Rejecting or repressing certain emotions hinders our ability to respond authentically and holistically to the world, both internally and externally. The human experience encompasses a wide array of emotions, from profound sorrow to deep joy and everything in between. By attempting to stifle other emotions, we inadvertently undermine our understanding of true joy. The issue lies in the pressure to maintain a constant state of euphoria, leading to pervasive inauthenticity in our lives.


When we fail to reach the societal benchmarks we believe are linked to happiness, such as achievements in success, wealth, or marriage, we often experience a profound sense of disappointment. This disappointment can manifest as self-criticism and guilt for not feeling content despite acquiring these desired "things."


People frequently become disillusioned and start to grapple with a sense of inner emptiness. This emptiness results from chasing goals instead of engaging in genuinely meaningful activities. Pleasure, joy, and satisfaction should derive from the act of doing, being, and having, rather than perpetually postponing them to a future that may never arrive.


Moreover, when we fixate on the pursuit of happiness, we not only presume that happiness is the innate and expected human state but also tend to believe that any failure to achieve it reflects a personal defect. These feelings of inadequacy can exacerbate unhappiness, perpetuating a self-reinforcing cycle that can be challenging to break.


Unrealistic quests for happiness as an ultimate goal can also contribute to various mental health issues. Unfulfilled pursuits of happiness can intensify our inner critic, potentially leading to increased depression and anxiety. Feelings of disappointment can further amplify perceptions of inadequacy and low mood, laying the groundwork for depression.


Reimagining the Concept of Happiness


Authentic happiness emerges when we embark on the inner journey with the curiosity and compassion needed to foster self-acceptance and authentic connections with others. It is also closely linked to various factors, including the cultivation of gratitude, the willingness to embrace all emotions, the ability to construct a meaningful life narrative, and the development of sufficient self-acceptance to engage meaningfully with others.

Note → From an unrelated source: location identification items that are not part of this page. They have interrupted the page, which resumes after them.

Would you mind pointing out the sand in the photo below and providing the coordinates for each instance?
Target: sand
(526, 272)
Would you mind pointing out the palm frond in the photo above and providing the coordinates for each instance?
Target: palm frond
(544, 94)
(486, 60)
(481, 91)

Reaching a state where happiness becomes a way of life, rather than a distant objective, requires practice.


Live in harmony with your values: Identify the principles, standards, and aspects of life that hold genuine meaning for you. Discover what fuels your passion and purpose. When you align your life with your passions and values, you naturally experience satisfaction and joy.


Engage completely in enjoyable activities: Whether it's cycling, painting, creating, or writing, immerse yourself fully in activities you love. This creates a state of flow where you lose self-awareness and become wholly absorbed in the task at hand. This exemplifies mindfulness and living in the present moment, where all your senses are fully engaged.


Seek a sense of significance: Reflect on the ways you contribute and make a difference in your community. Even small acts, like listening to a friend or bringing laughter to someone's life, can imbue your existence with greater meaning. Often, our most profound satisfaction arises from engaging in meaningful actions that impact the lives of others.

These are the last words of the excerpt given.